Anche comprando una sola azione si è soci della società emittente, ma è plausibile che non si parteciperà attivamente alla vita sociale, presenziando alla riunione dei soci esprimendo il proprio voto.
La stragrande maggioranza degli investitori retail non compra azioni per esercitare il diritto di voto, ma perché sperano che il valore della società cresca in breve tempo e solo pochi considerano l’investimento per gli utili che saranno distribuiti.
In questo senso, bisogna sapere che c’è la possibilità di acquistare due tipologie di azioni: quella ordinaria, che incorpora tutti i classici diritti e doveri di un socio e quella di risparmio che limita i diritti di voto, ma offre una maggiore partecipazione agli utili rispetto alle azioni ordinarie, proprio perché si rinuncia alla partecipazione delle assemblee ordinarie e straordinarie.
Le azioni di risparmio sembrano essere quelle maggiormente appetibili per un investitore retail, che non vuole votare, ma vuole partecipare agli utili in maniera maggiorata rispetto agli azionisti ordinari.
Purtroppo, sono poche le società che optano per questa tipologia di azioni e nella Borsa Italiana ormai di interessante è rimasta solo la Telecom Risparmio dopo che nel 2018 Banca Intesa San Paolo ha convertito le azioni d risparmio in azioni ordinarie.
Per il resto ci sono piccole società che hanno ancora questa tipologie di azioni, ma sono poco scambiate e rimangono interessanti solo in ottica da cassettista.
Dal 2016 non è più possibile offrire azioni privilegiate per le società quotate in borsa italiana.
Comprare azioni significa anche ricevere parte degli utili con i dividendi che vengono staccati annualmente e che possono essere ben più remunerativi di un investimento obbligazionario.
Ora è importante sapere che non esistono solo le azioni italiane e che prendere in considerazione di investire all’estero non è affatto sbagliato.
Nella Borsa Italiana sono scambiati circa 2 miliardi al giorno di azioni, in una giornata senza notizie particolari e per avere un termine di paragone al New York Stock Exchange in una giornata tranquilla sono scambiati circa 200 miliardi di dollari.

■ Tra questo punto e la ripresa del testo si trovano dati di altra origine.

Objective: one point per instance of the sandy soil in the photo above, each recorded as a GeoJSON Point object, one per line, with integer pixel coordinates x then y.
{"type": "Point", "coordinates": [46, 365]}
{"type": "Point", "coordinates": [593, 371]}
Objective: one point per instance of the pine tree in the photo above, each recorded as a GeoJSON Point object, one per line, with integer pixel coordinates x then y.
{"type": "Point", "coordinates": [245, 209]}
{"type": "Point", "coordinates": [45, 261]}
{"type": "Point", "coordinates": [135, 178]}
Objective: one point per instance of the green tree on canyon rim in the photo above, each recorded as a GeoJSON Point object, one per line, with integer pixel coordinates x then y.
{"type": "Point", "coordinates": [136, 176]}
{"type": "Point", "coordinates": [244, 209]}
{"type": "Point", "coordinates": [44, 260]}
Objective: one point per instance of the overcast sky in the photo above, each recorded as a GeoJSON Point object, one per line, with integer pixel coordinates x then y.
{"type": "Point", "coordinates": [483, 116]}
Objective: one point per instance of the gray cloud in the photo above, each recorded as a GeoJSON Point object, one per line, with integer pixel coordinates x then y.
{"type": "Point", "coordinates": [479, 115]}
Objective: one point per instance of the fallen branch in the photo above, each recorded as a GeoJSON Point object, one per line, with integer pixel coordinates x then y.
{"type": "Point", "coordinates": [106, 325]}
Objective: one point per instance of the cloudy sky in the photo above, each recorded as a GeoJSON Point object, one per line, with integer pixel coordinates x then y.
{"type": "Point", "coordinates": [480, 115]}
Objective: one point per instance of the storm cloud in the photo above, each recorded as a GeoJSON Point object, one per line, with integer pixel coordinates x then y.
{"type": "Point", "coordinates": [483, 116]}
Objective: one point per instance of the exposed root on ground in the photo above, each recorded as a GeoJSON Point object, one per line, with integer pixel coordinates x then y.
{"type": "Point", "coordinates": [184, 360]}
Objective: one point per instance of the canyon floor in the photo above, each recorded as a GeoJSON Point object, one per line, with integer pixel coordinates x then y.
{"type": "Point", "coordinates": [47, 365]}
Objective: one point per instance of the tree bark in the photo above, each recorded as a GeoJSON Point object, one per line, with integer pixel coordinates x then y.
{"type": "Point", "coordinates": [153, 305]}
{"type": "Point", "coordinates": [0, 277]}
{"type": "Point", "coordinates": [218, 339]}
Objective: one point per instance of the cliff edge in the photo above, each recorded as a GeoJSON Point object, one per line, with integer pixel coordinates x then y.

Se vogliamo continuare con gli esempi per capire meglio la differenza tra Milano e New York, l’azienda più grande in Italia è Enel con circa 60 miliardi di capitalizzazione e pesa per il 10% del listino italiano, seconda è Eni con circa 50 miliardi (8/9% di capitalizzazione), in America Apple è stata la prima azione che ha superato i mille miliardi di capitalizzazione nel 2018.
In pratica, Apple da sola capitalizza di più di tutta la borsa italiana.
Con questi esempi sono si vuole sminuire l’Italia, ma dimostrare che investire all’estero deve essere il punto di partenza per due principali ragioni:
- la prima è che concentrando i propri investimenti solo in Italia, oltre a non applicare una corretta diversificazione, si rinuncia a cogliere le opportunità che i grandi colossi mondiali possono offrire, non solo a stelle e strisce, ma anche tedesche, francesi, cinesi, giapponesi, ecc. ecc.
- la seconda è che le aziende italiane sono molto legate al ciclo economico interno con poche multinazionali. Nello specifico il nostro listino ha gli energetici che pesano per il 17%, le banche, servizi bancari e assicurazioni per il 30%, petrolio e gas per il 12% e le industrie per il 13%;
quindi, se va bene il listino italiano di conseguenza va bene anche la mia vita, il mio lavoro, la mia banca. Perché concentrare anche i miei risparmi a questa correlazione.
Non è meglio investire al di fuori dei confini nazionali? Così se va male la Borsa Italiana e di conseguenza l’economia nazionale, se i risparmi sono investiti all’estero, possono compensare le paure di perdere il lavoro, le preoccupazioni per la banca, ecc.
Investire in multinazionali significa anche beneficiare della loro diversificazione interna, per cui, per esempio, se non fanno utili in Europa perché è in atto un rallentamento economico, possono farli in Asia dove c’è una forte crescita della domanda o in America o in Sud America o in Africa o in Cina.